One hundred years since his death in the first tank attack in history, a search has been started for the descendants of a young Poole hero.
Gunner Cyril William Coles was killed in action at The Somme when his tank engaged the enemy on 15 September 1916. He survived the tank being hit but he climbed out straight into the sights of German machine gunners.
After being killed, his remains were interred next to the disabled tank and following the Armistice, they were relocated to the Bull Road cemetery to the east of Flers.
A chance discovery in a church revealed his identity and a century later, his story is being told at The Tank Museum in Bovington, Dorset.
Melissa Lambert, the sister of the museum’s exhibitions manager Sarah Lambert, spotted a photo and plaque in Coles’ memory at Skinner Street United Reformed Church in Poole. The caption read: “Cyril Coles who was killed in the first tank attack near Flers September 15th 1916. Aged 23 years.”
It prompted museum staff to research Coles’ life and they discovered he was born at Canford in 1893. He was the son of a corn miller and was working with his father at Creekmoor Mill in 1911. Coles undertook just five months of training before travelling to France in August 1916 where he formed one of the eight-man crew of tank D15.
He was also identified in one of the first group photographs of tank crewmen and after further research, the museum identified which tank he served in at Flers and what happened to him and the crew.

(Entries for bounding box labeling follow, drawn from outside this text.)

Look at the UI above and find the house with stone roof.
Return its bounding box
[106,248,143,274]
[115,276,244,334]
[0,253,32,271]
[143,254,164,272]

His brother, Donald Coles, named his only son after him in 1925 keeping Cyril’s memory alive. However staff have been unable to trace the family further and are appealing for any descendants to get in touch.
David Willey, the tank museum’s curator, said: “We knew that a Cyril Coles was killed on the very first day that tanks ever went into battle. But finding such a personal story practically on our doorstep was a complete coincidence.
“For our centenary exhibition we identified eight of the first tank men, some of whom took part in the first ever action, and Cyril Coles is one of two who didn’t survive the war. He was one of the very first tank crewmen to be killed and 100 years on it would be wonderful to make contact with his family.
“We’re in touch with the families of several of those who took part, but would love to find the relatives of Cyril, especially as he was local.”
He added: “Like so many names on First World War memorials we all pass by without a second thought, Cyril was until recently just another anonymous casualty of a war fought long ago. But now we know he was one of that small group of men who were pioneers of tank warfare and was inside one on the very first day they rolled towards the German trenches.
“We know that his tank D15 was hit and disabled by artillery and that as he climbed out to escape along with his fellow gunner they were both cut down by German machine gunners. The remaining men in the crew escaped with injuries.
“One hundred years later we feel it is important to remember these brave men and we’re pleased to have been able to bring Cyril Coles to people’s attention with our exhibition.”
To mark the centenary the museum is taking a replica of a World War One tank – that was made for the film War Horse – to Trafalgar Square on 15 September.